Talon’s agent layer sits between your messaging channels and AI providers, managing conversation flow, tool execution, and multi-step reasoning.

Channel (Telegram/Slack/...) → Agent Layer → AI Provider (OpenAI/Claude/...)
Tools & Memory
  1. Message arrives from any channel
  2. Agent loads conversation history from SQLite
  3. System prompt is built with channel context and available tools
  4. AI provider generates a response, optionally calling tools
  5. Tool execution — agent runs requested tools (file ops, shell, web search, etc.)
  6. Multi-turn — if the AI needs more tool results, steps 4-5 repeat
  7. Response sent back to the channel
  8. History persisted to SQLite for continuity

The agent can spawn sub-agents for parallel work. Each sub-agent gets its own conversation context and can use the same tools. This enables complex multi-step tasks like:

  • Research one topic while editing files for another
  • Run multiple shell commands in parallel
  • Divide a large task into independent subtasks

Talon can import and browse Claude Code sessions — the conversation transcripts from Anthropic’s CLI tool.

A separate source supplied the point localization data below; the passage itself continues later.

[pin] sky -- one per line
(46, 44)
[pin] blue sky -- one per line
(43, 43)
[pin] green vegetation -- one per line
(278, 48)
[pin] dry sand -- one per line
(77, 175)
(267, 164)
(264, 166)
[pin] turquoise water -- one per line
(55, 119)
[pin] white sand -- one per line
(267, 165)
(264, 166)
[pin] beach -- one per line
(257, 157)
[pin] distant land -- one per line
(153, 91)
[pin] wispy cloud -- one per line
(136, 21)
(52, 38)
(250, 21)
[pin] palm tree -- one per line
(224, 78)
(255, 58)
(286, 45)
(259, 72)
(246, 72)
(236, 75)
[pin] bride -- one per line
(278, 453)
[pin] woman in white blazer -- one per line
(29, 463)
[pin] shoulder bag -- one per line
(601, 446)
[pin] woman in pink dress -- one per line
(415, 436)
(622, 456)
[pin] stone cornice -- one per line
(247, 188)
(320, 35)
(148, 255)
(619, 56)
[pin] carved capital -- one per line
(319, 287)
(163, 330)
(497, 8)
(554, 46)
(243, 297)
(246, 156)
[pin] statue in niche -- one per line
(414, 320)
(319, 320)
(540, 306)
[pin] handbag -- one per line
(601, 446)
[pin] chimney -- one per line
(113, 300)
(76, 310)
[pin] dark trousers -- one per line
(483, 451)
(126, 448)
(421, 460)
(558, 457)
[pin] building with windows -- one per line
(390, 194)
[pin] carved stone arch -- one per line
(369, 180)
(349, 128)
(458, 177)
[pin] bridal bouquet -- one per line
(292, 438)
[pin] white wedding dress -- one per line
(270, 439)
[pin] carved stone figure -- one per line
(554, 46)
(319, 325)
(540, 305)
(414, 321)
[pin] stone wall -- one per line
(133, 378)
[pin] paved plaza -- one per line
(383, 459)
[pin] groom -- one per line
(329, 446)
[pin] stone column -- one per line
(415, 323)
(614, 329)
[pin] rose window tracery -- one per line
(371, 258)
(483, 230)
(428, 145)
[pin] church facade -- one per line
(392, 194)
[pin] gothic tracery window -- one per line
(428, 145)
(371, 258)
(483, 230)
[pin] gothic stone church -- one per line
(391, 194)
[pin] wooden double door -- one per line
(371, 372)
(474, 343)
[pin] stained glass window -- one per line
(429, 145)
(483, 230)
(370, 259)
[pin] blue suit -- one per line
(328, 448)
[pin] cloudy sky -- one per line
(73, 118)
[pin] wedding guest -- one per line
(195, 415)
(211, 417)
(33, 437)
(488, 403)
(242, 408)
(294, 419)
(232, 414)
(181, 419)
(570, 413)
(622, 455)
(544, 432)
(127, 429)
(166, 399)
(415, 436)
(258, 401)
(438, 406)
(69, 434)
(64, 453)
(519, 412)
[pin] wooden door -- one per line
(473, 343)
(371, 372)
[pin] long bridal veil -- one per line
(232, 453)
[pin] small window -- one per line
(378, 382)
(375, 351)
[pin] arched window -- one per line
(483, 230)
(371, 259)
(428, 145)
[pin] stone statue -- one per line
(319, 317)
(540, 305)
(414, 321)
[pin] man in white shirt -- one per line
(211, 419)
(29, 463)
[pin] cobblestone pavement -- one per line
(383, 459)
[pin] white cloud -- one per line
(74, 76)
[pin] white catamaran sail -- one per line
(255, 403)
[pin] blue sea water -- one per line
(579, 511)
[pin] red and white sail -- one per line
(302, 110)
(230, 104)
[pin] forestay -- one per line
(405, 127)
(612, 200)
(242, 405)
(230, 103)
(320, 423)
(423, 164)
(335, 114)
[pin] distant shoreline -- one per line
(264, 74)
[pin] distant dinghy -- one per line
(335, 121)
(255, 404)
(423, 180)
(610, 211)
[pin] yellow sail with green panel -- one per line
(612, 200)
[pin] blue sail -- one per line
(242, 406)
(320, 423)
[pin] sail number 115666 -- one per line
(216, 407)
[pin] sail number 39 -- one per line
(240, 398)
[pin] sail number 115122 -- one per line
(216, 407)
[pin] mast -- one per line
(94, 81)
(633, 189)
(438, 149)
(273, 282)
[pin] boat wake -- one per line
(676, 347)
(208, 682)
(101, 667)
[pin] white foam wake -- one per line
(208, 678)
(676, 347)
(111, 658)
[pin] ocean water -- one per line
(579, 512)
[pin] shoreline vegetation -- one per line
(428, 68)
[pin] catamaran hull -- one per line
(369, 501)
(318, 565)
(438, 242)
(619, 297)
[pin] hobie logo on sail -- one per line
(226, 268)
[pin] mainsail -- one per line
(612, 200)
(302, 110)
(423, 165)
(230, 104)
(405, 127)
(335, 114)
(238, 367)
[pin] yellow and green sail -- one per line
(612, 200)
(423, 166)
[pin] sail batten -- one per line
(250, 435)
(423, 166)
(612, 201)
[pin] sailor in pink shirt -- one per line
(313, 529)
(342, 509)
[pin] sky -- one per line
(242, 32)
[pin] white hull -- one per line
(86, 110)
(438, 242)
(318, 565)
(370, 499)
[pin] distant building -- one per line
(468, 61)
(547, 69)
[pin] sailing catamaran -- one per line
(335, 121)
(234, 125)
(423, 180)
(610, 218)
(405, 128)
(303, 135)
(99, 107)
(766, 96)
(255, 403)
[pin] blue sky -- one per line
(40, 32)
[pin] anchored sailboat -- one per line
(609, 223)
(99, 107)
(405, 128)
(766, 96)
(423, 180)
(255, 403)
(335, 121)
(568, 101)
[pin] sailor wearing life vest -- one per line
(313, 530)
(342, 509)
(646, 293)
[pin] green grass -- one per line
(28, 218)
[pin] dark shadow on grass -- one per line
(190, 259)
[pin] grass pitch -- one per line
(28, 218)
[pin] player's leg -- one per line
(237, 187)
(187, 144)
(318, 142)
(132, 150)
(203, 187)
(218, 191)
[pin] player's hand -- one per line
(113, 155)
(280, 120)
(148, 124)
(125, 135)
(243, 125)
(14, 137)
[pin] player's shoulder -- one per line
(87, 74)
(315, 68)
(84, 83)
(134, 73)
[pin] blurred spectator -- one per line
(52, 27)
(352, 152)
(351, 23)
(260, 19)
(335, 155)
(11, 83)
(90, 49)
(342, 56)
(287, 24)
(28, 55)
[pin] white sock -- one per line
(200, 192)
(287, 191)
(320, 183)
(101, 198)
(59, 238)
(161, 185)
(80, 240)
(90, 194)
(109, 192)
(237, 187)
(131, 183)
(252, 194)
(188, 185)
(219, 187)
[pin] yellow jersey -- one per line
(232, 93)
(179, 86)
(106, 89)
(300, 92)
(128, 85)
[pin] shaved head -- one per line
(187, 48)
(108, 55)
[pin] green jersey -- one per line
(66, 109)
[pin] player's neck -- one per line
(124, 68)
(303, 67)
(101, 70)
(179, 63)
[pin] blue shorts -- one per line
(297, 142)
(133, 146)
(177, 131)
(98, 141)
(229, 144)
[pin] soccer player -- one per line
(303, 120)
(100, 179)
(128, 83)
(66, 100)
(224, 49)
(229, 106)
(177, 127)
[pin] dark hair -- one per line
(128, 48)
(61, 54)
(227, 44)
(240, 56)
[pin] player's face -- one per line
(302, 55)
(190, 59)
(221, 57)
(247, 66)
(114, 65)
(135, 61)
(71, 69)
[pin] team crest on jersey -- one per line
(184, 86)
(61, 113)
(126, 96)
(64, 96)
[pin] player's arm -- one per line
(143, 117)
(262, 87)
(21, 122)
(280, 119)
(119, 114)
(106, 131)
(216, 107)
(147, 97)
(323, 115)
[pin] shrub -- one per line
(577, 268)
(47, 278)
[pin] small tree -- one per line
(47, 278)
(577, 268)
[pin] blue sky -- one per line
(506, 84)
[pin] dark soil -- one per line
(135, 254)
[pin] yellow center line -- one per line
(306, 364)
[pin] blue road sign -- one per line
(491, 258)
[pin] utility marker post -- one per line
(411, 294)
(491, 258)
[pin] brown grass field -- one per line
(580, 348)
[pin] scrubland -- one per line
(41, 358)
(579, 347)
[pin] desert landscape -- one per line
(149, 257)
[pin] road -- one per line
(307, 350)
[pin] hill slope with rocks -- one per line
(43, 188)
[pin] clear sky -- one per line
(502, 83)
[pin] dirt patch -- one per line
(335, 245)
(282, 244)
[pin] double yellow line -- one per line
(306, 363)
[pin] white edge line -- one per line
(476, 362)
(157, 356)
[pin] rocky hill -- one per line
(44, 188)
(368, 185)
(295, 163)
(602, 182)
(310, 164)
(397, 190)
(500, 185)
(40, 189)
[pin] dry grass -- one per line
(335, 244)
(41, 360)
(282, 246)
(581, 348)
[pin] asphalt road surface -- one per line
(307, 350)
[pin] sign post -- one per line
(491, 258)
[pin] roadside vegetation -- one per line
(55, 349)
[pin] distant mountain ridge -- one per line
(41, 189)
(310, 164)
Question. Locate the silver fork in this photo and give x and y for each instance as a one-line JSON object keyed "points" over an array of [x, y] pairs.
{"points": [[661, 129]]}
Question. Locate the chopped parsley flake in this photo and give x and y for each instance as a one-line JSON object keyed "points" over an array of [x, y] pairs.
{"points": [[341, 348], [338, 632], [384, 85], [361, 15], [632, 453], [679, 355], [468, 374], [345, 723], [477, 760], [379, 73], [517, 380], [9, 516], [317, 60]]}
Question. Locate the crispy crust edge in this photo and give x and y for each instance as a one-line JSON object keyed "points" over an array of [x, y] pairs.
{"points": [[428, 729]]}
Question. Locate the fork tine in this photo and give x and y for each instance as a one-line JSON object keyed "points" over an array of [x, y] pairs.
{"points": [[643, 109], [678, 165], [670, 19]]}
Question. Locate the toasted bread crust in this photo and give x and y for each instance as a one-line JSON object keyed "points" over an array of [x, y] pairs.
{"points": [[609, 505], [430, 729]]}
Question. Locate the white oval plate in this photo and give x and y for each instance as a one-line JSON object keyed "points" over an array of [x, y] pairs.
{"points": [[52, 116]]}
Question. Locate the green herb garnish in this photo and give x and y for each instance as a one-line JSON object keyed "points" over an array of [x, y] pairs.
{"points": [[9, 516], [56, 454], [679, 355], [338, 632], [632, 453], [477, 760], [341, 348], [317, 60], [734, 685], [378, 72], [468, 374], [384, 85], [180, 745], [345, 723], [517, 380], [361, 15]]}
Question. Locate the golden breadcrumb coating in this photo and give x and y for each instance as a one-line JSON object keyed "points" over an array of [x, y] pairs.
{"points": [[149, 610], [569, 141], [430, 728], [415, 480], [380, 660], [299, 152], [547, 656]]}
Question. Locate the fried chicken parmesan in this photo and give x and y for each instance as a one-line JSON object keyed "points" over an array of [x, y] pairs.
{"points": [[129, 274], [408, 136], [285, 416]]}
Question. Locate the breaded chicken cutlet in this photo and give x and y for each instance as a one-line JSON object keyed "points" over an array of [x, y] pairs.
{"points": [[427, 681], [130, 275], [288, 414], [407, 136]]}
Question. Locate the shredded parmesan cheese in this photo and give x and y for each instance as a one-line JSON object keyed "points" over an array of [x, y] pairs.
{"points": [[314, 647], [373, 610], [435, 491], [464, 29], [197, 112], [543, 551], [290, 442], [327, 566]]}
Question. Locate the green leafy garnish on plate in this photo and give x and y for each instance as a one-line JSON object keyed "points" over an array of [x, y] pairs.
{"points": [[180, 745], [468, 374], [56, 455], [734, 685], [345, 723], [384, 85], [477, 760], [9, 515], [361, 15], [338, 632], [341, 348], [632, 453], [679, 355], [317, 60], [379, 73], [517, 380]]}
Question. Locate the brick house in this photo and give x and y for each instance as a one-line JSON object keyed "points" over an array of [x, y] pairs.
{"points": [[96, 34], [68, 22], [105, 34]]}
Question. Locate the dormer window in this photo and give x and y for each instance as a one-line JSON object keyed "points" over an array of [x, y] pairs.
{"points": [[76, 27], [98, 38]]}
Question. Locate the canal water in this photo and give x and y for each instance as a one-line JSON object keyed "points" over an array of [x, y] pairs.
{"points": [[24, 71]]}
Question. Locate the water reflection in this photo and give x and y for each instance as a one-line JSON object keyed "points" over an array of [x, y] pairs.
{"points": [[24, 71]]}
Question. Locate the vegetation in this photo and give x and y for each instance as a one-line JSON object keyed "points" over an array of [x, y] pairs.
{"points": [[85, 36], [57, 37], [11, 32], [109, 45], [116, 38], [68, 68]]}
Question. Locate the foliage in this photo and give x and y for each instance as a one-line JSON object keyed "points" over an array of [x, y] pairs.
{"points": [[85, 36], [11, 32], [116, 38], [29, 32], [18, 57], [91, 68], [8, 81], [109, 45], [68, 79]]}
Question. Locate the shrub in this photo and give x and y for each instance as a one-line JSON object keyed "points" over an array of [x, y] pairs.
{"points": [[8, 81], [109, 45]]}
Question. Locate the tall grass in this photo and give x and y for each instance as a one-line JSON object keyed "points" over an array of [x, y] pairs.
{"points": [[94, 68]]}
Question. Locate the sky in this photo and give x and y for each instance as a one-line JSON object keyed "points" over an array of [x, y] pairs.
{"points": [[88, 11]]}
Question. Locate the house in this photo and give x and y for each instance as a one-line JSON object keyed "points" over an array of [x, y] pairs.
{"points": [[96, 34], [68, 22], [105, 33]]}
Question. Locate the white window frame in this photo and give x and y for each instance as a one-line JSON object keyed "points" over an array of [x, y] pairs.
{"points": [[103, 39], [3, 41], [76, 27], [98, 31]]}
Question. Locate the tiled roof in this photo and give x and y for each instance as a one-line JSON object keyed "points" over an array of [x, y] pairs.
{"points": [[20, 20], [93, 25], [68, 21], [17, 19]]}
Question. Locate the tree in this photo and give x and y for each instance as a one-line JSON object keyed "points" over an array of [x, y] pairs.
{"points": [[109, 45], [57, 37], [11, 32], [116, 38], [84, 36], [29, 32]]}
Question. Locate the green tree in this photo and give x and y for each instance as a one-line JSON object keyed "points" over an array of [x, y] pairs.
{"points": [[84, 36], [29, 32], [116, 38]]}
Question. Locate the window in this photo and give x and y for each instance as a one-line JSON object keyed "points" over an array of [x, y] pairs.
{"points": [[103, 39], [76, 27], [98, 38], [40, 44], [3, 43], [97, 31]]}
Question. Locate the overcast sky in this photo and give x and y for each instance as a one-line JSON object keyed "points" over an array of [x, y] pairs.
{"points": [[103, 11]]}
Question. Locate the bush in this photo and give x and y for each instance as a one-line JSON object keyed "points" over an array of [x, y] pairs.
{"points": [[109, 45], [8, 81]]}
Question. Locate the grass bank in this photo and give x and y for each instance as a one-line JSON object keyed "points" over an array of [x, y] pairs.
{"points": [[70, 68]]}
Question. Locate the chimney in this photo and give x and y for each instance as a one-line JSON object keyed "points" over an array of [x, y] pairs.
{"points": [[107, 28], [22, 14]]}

This lets you:

  • View past Claude Code sessions in the mobile UI
  • Search across all your coding sessions
  • Continue conversations started in Claude Code
  • Bridge desktop CLI workflows with mobile access

Similarly, Talon supports Codex session import for OpenAI’s coding agent:

  • Import Codex conversation logs
  • Browse coding sessions from mobile
  • Reference past Codex work in new conversations

The agent behavior is controlled by:

  • System prompt — customizable per channel via the prompt store
  • Permission mode — controls which tools require approval (plan, ask, allow, bypass)
  • Temperature — controls response creativity (0.0-2.0)
  • Model — can be overridden per channel for different use cases
{
"default_model": "anthropic/claude-sonnet-4-20250514",
"default_temperature": 0.7,
"permission_mode": "allow"
}

When the AI requests a tool call, the agent:

  1. Checks the tool against the current permission mode
  2. If allowed, executes the tool in a sandboxed environment
  3. Returns the result to the AI for further processing
  4. Logs the tool call for audit and debugging

Available tools include file operations, shell commands, web search, memory storage, scheduling, task management, and configuration — see Agent Tools for the full list.